3.5 Forecasting
The basic idea of forecasting with an ARIMA model is the same as forecasting with a time-varying regressiion model.
We estimate a model and the parameters for that model. For example, let’s say we want to forecast with ARIMA(2,1,0) model: \[y_t = \beta_1 y_{t-1} + \beta_2 y_{t-2} + e_t\] where \(y_t\) is the first difference of our anchovy data.
Let’s estimate the \(\beta\)’s for this model from the 1964-1987 anchovy data.
fit <- Arima(anchovy87ts, order=c(2,1,0))
coef(fit)
## ar1 ar2
## -0.3347994 -0.1453928
So we will forecast with this model:
\[y_t = -0.3348 y_{t-1} - 0.1454 y_{t-2} + e_t\]
So to get our forecast for 1988, we do this
\[(y_{1988}-y_{1987}) = -0.3348 (y_{1987}-y_{1986}) - 0.1454 (y_{1986}-y_{1985})\]
Thus
\[y_{1988} = y_{1987}-0.3348 (y_{1987}-y_{1986}) - 0.1454 (y_{1986}-y_{1985})\]
Here is R code to do that:
anchovy87ts[24]+coef(fit)[1]*(anchovy87ts[24]-anchovy87ts[23])+
coef(fit)[2]*(anchovy87ts[23]-anchovy87ts[22])
## ar1
## 10.00938
3.5.1 Forecasting with forecast()
forecast(fit, h=h)
automates the forecast calculations for us. forecast()
takes a fitted object, fit
, from arima()
and output forecasts for h
time steps forward.
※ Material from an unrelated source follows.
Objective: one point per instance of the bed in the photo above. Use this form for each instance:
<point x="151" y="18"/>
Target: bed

The upper and lower prediction intervals are also computed.
fit <- forecast::auto.arima(sardine87ts, test="adf")
fr <- forecast::forecast(fit, h=5)
fr
## Point Forecast Lo 80 Hi 80 Lo 95 Hi 95
## 1988 10.03216 9.789577 10.27475 9.661160 10.40317
## 1989 10.09625 9.832489 10.36001 9.692861 10.49964
## 1990 10.16034 9.876979 10.44370 9.726977 10.59371
## 1991 10.22443 9.922740 10.52612 9.763035 10.68582
## 1992 10.28852 9.969552 10.60749 9.800701 10.77634
We can plot our forecast with prediction intervals. Here is the sardine forecast:
plot(fr, xlab="Year")
Forecast for anchovy
fit <- forecast::auto.arima(anchovy87ts)
fr <- forecast::forecast(fit, h=5)
plot(fr)
Forecasts for chub mackerel
We can repeat for other species.
spp="Chub.mackerel"
dat <- subset(greeklandings, Species==spp & Year<=1987)$log.metric.tons
dat <- ts(dat, start=1964)
fit <- forecast::auto.arima(dat)
fr <- forecast::forecast(fit, h=5)
plot(fr, ylim=c(6,10))
3.5.2 Missing values
Missing values are allowed for arima()
and we can product forecasts with the same code.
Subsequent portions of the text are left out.